Quantificação e redução de recursos naturais deve passar por todos os setores da economia brasileira

Kamila Pitombeira
24/10/2011

A ideia de sustentabilidade, muito difundida em diversos setores da economia mundial, passa pelo conceito de produzir mais utilizando menos recursos, ou ainda renovando esses recursos. No entanto, não menos importante, é o fato de que esse conceito deve estar ligado à união de todos os setores, capacitando toda a população. Esse é um princípio já adotado por algumas empresas do mercado, como a Monsanto, responsável pelo programa Do Campo ao Mercado, um dos temas do fórum Produção, Conservação e Lucratividade – A Economia Verde como Fonte de Equilíbrio, organizado pelo Portal Dia de Campo, no dia 26 de outubro, em Campinas (SP). Segundo Gabriela Burian, líder de sustentabilidade da empresa, o Brasil está situado no pólo da questão meio ambiente.
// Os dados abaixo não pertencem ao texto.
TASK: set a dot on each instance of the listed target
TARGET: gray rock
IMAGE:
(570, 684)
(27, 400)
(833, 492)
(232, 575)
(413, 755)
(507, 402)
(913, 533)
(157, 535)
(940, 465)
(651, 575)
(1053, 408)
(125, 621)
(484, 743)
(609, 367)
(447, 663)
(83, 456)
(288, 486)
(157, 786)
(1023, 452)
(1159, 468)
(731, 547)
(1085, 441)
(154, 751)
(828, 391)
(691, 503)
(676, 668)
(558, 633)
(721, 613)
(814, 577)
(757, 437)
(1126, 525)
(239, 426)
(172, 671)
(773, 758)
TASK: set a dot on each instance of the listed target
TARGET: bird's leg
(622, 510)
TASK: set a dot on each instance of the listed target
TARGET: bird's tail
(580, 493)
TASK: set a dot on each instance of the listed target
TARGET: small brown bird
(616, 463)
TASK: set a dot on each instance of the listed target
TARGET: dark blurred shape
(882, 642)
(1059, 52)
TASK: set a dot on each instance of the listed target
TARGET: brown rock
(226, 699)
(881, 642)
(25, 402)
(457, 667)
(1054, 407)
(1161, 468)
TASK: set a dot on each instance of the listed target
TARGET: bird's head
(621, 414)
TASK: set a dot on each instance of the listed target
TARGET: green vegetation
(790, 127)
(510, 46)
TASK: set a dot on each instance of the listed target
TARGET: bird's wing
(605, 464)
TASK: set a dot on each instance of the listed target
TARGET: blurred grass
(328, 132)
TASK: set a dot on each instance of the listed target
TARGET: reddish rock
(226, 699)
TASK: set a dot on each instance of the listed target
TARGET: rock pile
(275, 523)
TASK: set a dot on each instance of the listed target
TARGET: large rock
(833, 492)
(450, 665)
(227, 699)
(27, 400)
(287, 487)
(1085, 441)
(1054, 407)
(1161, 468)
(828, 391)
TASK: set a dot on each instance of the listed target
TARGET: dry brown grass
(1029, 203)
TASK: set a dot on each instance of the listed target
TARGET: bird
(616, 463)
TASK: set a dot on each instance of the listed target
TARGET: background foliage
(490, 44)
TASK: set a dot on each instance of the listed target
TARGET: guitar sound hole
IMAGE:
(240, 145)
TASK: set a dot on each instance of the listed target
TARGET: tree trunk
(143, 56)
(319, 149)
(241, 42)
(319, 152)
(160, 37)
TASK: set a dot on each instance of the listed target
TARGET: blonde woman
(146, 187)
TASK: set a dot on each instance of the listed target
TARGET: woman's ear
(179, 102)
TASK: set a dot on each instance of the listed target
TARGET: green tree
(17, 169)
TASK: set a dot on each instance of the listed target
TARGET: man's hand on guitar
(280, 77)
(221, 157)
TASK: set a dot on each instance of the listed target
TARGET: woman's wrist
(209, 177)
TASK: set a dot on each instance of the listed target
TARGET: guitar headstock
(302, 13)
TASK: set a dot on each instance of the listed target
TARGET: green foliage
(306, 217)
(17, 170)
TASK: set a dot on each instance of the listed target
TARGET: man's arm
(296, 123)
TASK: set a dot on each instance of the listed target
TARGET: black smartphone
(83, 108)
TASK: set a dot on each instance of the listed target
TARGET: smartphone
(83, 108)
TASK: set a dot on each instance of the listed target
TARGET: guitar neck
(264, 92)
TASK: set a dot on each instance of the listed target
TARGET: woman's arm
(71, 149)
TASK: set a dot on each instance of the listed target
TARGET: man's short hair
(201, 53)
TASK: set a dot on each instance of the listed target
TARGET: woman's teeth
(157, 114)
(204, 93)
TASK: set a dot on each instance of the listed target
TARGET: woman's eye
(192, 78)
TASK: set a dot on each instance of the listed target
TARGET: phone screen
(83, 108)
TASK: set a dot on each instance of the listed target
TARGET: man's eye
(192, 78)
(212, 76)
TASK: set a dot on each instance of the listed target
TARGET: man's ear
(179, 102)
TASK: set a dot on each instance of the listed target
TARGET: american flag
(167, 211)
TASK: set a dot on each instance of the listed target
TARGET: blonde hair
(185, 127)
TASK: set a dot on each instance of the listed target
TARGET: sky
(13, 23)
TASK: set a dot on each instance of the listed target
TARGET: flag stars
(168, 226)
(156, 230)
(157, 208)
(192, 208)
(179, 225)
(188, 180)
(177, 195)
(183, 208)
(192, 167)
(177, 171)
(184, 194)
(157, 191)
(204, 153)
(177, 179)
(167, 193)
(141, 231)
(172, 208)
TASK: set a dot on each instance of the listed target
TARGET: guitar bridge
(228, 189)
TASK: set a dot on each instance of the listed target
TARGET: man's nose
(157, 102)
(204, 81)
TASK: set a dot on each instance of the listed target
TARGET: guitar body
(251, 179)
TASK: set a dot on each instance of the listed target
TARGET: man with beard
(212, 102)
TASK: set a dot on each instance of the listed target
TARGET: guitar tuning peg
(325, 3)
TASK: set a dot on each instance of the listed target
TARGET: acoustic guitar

— Temos o desfio de sermos, hoje, o segundo maior produtor de alimentos do mundo e, ao mesmo tempo, o país com maior biodiversidade. A solução de dilemas importantes do ponto de vista de mudanças climáticas passa pelo Brasil, assim como a solução de alimentação da população que deverá girar em torno de 9 bilhões em 2050 — afirma Gabriela.

Ela diz que a solução para definir como produzir mais com menos recursos naturais no mundo passa, necessariamente, por algo que será discutido na Rio+20 e que, nesse contexto, as oportunidades para o Brasil são muitas, como dar continuidade a um desenvolvimento sustentável, que inclua as pessoas que ainda estão fora da camada produtiva, eliminando assim a pobreza ainda existente no país. Ao mesmo tempo, a entrevistada afirma que é preciso reduzir o desmatamento, já que o país ainda é um grande emissor de gases de efeito estufa.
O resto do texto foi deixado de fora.